Most businesses are not corporations, but instead small sole proprietorships or partnerships (think of a small mechanic’s shop or a cornershop). It makes no sense to incorporate as the businesses are rather small and one of the big downsides is the issue of double-taxation. For a small business there are several issues to look at when deciding to incorporate – incorporation will protect your personal assets such as the family home if the business goes bankrupt. The downside is that the corporation becomes a legal entity, a person so to speak, and it needs to pay income tax. And the double taxation comes from the fact that the employees also have to pay income tax.
But returning to the original premise of what is tax deductible if you are running a sole proprietorship, what can you deduct?
There are several things to consider:
- any costs directly attributable to the running of the business are for the most part tax deductible
- if you are running your business from your home you can deduct a portion of your mortgage payments (the interest only, not any payments on the principle)
- you can deduct a portion of your utilities.

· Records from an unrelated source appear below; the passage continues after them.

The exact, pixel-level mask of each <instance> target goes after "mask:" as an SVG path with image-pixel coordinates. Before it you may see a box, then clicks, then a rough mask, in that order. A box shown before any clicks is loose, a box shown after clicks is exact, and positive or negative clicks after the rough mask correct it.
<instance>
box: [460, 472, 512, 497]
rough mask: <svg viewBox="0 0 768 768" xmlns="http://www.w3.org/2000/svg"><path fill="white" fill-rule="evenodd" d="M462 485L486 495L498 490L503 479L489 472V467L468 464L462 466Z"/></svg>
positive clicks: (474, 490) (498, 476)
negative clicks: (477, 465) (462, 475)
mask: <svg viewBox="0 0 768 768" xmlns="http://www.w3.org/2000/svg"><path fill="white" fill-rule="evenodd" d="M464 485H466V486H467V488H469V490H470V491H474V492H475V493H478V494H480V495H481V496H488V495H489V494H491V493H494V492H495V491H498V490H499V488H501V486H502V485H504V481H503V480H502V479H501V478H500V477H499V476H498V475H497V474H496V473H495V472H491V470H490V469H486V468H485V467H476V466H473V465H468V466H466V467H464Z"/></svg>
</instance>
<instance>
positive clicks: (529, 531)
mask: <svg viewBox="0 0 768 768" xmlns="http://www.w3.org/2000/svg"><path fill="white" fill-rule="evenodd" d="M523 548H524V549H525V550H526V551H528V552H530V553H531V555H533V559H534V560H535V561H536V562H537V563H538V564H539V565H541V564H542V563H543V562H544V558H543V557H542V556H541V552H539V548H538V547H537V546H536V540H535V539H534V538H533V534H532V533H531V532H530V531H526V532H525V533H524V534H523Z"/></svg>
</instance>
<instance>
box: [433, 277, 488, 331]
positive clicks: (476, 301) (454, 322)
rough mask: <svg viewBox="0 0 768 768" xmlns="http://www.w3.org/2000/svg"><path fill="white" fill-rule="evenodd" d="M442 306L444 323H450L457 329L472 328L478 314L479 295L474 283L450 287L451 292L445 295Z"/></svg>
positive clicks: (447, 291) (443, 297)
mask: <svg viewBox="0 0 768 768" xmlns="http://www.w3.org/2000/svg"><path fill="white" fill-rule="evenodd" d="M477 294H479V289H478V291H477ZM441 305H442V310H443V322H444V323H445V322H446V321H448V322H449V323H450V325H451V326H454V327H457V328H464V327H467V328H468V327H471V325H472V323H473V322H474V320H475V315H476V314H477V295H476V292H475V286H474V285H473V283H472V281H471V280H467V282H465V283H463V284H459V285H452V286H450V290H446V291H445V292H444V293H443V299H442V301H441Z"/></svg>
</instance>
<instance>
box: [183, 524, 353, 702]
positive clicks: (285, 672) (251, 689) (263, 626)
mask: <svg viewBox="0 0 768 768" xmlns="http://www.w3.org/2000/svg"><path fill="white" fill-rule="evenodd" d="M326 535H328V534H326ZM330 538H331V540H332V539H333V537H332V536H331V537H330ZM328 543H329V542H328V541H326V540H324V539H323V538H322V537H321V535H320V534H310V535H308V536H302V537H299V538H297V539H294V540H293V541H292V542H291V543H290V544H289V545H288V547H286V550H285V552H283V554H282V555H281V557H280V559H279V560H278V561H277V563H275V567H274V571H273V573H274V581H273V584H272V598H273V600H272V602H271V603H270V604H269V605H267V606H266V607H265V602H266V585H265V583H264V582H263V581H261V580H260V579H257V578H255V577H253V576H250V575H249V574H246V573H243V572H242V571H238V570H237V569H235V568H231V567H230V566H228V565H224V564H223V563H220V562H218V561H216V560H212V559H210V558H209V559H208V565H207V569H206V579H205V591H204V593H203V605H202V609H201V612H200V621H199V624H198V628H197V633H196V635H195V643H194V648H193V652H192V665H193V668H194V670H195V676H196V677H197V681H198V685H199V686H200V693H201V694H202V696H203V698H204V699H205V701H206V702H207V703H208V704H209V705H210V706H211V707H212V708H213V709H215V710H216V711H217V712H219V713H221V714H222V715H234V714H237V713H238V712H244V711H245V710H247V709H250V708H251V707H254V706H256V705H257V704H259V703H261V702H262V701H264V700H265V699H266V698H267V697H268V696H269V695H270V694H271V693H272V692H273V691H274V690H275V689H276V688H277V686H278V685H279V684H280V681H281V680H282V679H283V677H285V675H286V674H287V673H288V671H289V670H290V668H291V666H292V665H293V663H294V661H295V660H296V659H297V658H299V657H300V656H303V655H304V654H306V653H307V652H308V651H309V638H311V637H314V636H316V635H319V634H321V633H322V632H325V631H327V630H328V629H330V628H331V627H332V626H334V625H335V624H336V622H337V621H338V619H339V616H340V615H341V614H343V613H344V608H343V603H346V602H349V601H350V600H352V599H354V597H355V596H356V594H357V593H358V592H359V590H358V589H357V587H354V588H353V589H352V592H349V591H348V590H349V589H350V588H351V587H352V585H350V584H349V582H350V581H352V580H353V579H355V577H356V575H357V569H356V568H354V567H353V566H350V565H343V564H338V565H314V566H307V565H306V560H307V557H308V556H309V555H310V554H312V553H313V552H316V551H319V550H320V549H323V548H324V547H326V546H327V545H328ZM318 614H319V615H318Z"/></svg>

This becomes a rather grey area, as you are also living in this home, so how much of your gas/oil, telephone, internet can you deduct? It depends really. You need to work out the proportion. If you work 8hrs a day at the business, 5 days a week, that’s 40hrs. There’s 168hrs in a week, so that is 23.8% of your costs you can deduct for utilities.
- With regards to the interest on the mortgage (if there is one) it would be based upon square footage. If you have a home office that is dedicated towards your business, then you’d take the square footage of that space and determine the proportion.
- Cars are an issue as well. The argument could be made that the car you use is also being used for personal reasons. How do you work out what you can deduct? Most Tax Authorities (CRA, IRS, HMRC) will have tables determining how much you can deduct for “wear and tear” – in Canada it is something like $0.50 for the first 5,000km and then it drops down to something like $0.32 per km. Then you need to work out how much you drove for personal reasons – which should be easy by checking what your mileage life to date was at the beginning of the year and at the end of the year, and if you track how much you’ve driven for business purposes for the year you can easily work out the proportions to be used for the calculations
- Gas receipts are easier, as you can collect your receipts.
So these examples above are with regards to how to split business related expenses from personal expenses. Other costs such as advertising & promotion, specialised software/apps, and office supplies can easily be determined.
One area most sole proprietors screw up on is having a single bank account for personal and business. Always separate the two. Same goes for credit cards – never mix business and personal.